2008-08-24 16:41:55 | Weblog
 最近の航空機には炭素繊維強化樹脂(CFRP)が多用されます。CFRPは強くて軽く、耐腐食性にも優れており、航空機の機体にうってつけの素材なのですが、従来機体の材料として多用されてきたアルミ合金との相性が悪く、CFRPと接触したアルミ合金が腐食されやすくなってしまうという大きな欠点がある、と工作機械メーカーの方から教えられました。どういうことなのかと思い、ネットで調べてみたところ、日本材料学会に提出された「複合皮膜による耐ガルバニック腐食CFMLの創製」という論文を見つけました。

(以下引用)
 近年、航空宇宙を初め、造船、車両、建築など多様な分野において、炭素繊維強化樹脂(Carbon Fiber-Reinforced Plastic 略称CFRP)を代表とする先進複合材料が積極的に利用されている。中には繊維強化金属積層板(Fiber-Reinforced Metal Laminates 略称FMLまたはFRML)というハイブリッド複合材料が航空分野に新規採用され、注目されている。
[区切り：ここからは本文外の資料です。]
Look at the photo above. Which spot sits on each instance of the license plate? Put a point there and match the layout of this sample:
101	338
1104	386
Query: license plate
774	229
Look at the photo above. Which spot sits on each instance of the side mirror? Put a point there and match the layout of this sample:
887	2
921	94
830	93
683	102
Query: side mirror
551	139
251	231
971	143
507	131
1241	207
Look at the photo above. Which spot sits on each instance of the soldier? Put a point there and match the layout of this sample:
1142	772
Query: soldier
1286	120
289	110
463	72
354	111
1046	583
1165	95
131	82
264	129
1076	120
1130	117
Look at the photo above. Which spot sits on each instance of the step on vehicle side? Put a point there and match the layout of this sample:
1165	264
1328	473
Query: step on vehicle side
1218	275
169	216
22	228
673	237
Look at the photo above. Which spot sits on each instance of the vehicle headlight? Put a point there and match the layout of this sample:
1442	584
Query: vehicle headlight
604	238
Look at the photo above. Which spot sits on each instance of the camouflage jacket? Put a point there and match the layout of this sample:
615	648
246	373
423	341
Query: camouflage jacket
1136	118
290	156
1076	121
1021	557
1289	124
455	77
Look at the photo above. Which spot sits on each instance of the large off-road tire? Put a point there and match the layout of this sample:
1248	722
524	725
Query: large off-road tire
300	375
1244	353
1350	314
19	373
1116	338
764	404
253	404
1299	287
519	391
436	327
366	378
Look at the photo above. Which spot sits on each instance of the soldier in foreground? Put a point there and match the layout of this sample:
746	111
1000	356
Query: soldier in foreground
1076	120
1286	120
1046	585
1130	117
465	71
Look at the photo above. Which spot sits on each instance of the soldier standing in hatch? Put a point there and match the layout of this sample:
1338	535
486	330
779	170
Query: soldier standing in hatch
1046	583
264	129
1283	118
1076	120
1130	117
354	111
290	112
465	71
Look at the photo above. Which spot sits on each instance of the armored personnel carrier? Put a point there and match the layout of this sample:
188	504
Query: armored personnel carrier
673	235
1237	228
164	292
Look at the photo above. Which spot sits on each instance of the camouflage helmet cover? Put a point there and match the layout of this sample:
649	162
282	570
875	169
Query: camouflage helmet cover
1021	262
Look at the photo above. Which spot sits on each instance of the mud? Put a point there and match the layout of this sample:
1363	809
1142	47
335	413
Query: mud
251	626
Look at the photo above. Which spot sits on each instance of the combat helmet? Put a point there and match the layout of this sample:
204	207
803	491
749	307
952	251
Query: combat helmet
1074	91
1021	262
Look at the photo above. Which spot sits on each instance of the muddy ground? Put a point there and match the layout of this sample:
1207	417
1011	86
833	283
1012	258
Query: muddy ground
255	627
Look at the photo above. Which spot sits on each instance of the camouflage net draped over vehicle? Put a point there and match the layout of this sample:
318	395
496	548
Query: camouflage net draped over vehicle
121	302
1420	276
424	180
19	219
(中略)しかし、CFRPとアルミ合金の接触に起因するガルバニック腐食問題は依然として未解決なままである。従来、この腐食問題を克服するため、CFRPとアルミ合金の間に一層のガラス繊維強化樹脂(Glass Fiber-Reinforced Plastic 略称GFRP)や熱可塑性フィルムなどを挿入する方法を研究されていたが、いずれもCFMLの剛性や強度などを低下させる弱点があるため、未だ実用化に至らなかった。従って、炭素繊維を強化繊維とするCFMLを実用化させるためには、ガルバニック腐食を克服し、FMLの剛性や強度などの力学特性を最大限に発揮できる防食方法の開発は必要である。
(引用終わり)


 正直言って「ガルバニック腐食」についての詳しいことはよくわからないのですが、CFRPとアルミの電位差が原因となってアルミ合金が腐食されてしまうんですね。
 CFRPといえば、ボーイングの次世代中型旅客機B787はこれを大胆に使用していることで知られています。このCFRPという取り扱いが厄介な素材にボーイングが手間取っていることが、B787の生産開始が大幅に遅れている背景の1つであると聞きました。
 とはいえ軽量化のニーズに対応するため機体にCFRPを活用する動きは止まらないでしょう。CFRPが多用されるとアルミ合金が使いにくい、そうはいっても機体に金属を全く使わないわけにもいかない、では何を使うかというとこれがチタンです。つまり、CFRPが航空機に多用されるようになるとチタンが多く使われるようになる、チタンが多く使われるようになるとこれを削るための低速・高剛性・大トルクの工作機械が必要になるわけで、日本の工作機械メーカーの大手はこの需要を狙っているのだそうです。なるほどなあ。